Saturday, February 4, 2012

Electricity.

     In a matter of moments your entire persepctive can change. It is not an easy thing to face you weakness, but you have become my biggest strength. You are my comfort, my hope, my home. You are the one who broke my mold. I could have never planned this I could have never guessed that you would be the one I would choose. I never wanted anything so badly as I want this. I want you, our house, our name, our kids. I want everything I never thought I'd concider. You took my bitterness and blew it away. I was lonely, lost, and angry before you finally found me. A friend from afar I must admit I didn't know your intentions but I came over that day reguardless. You were shy and sweet, something unexpected. As we spent more time together I grew to you. I let go of all of my barriers, all of my expectations, and all of my past and just let you in completely. You did the same accepting me and from then I knew it would be you that i was going to be with forever.

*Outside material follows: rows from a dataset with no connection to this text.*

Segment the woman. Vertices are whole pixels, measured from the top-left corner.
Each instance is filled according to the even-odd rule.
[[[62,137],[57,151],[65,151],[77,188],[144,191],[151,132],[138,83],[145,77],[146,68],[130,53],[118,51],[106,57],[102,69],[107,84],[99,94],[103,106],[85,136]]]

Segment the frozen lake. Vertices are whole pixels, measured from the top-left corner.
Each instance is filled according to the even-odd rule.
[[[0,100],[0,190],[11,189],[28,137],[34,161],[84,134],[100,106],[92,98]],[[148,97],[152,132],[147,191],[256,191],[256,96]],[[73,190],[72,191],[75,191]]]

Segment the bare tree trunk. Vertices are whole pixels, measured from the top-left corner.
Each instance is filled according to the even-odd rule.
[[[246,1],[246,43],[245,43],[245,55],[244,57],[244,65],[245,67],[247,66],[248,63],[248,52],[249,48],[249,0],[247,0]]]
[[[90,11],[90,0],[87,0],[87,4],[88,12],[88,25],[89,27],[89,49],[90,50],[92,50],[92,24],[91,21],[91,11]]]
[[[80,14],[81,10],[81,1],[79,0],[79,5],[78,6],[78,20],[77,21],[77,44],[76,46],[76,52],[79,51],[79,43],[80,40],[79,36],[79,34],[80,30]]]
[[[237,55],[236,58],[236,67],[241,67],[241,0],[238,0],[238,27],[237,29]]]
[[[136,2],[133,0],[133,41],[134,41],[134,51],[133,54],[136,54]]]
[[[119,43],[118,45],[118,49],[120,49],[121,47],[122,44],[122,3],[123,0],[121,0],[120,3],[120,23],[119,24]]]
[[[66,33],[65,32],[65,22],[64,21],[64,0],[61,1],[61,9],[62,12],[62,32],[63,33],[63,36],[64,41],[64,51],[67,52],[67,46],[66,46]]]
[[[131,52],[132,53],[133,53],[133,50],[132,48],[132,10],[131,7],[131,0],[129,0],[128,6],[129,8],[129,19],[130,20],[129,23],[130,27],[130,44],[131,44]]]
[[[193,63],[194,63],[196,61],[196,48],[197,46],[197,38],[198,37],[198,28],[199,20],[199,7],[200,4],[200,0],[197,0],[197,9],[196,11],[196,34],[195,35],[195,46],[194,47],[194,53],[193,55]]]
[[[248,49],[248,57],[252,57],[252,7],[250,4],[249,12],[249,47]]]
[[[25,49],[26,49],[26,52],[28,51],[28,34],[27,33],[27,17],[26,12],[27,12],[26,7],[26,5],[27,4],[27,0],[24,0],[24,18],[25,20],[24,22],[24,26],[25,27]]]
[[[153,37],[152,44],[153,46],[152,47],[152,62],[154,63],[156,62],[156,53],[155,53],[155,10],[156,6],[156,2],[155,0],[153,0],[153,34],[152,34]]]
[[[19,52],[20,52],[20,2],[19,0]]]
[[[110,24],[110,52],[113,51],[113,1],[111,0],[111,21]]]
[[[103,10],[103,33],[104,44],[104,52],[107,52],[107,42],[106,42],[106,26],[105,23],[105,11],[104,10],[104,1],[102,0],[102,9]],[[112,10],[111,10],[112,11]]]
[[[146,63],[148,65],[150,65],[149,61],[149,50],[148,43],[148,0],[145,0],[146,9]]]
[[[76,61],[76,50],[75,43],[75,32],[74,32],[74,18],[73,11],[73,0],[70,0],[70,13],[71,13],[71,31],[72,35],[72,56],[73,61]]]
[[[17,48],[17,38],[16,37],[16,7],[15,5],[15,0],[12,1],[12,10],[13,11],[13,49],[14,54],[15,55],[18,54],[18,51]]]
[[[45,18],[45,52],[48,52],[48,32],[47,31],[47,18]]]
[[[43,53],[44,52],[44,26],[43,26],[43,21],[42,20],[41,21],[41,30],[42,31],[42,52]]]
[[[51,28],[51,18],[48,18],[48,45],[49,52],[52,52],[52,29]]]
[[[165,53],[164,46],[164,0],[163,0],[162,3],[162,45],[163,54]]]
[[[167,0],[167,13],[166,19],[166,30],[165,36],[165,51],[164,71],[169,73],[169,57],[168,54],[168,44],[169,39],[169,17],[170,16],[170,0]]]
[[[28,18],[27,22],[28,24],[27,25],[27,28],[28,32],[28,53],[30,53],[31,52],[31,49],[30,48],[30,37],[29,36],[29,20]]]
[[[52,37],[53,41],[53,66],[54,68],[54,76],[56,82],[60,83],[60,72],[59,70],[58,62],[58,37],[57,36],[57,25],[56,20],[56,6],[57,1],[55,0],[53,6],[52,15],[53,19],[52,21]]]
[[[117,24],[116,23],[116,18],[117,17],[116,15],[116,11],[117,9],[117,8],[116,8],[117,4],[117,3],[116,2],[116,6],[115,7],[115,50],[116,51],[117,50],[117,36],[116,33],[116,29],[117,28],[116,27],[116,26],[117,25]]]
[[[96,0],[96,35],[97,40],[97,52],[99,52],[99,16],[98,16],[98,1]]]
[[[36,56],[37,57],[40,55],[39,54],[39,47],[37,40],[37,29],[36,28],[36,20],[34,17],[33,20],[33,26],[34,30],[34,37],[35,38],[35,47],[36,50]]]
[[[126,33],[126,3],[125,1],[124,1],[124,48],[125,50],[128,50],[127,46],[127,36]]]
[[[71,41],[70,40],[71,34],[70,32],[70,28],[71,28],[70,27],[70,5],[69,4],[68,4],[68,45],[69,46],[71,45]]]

     I never opened myself completely, never talked seriously about a future. But I loved pretending so much with you, imagining our life that imaginations were ideas that bloomed to desire. I want this life with you. I want all of it. From the bills to sharing a bathroom to sex to wedding plans. I want to grow old and still feel like this. I want to travel, adventure, and one day have kids. I never wanted this before.
     I see how much I love you everyday starting with the first thought when I wake up wishig you were here. I picked out my wedding dress and all I could think about was the look on your face when you see me standing there. I hope you are breathless. I hope it feels like the first time you have ever seen me. I want to be your prize, you're love for life, you're source of joy, your perfect wife.
    
     A year ago I could not have guessed it would be you that would give me this happiness. All of my doubts fell to the ground the day you blushed when I held your hand.
     When i thought you were going to kiss me for the first time we were at your house and we were outside. You were kidding but you cornered me to the wall, close to my face you smiled and then let me go. I turned to red and the hairs stood up on my neck, my arms and my chest. You didnt even touch me and i didnt get my kiss, but I still felt the electricity flow through us. Before we even had put it together I could feel it. And I wanted you like I have never wanted anyone before.
     You didn't kiss me for weeks after that, but I was okay just holding your hand. We would have sleepovers and watch movies all night, fall asleep barely touching then wake with daylight. It felt like first love's light on my brow every day I realized you wanted me as well. One night we were together we fell asleep nose to cheek and for some odd reason we both would awake and our lips to meet. That night in that moment as we fell back to sleep I'd think it was a dream if I hadn't woken up and you were holding me. In a sigh of assurance I woke up to find I wanted to feel this way for the rest of my life.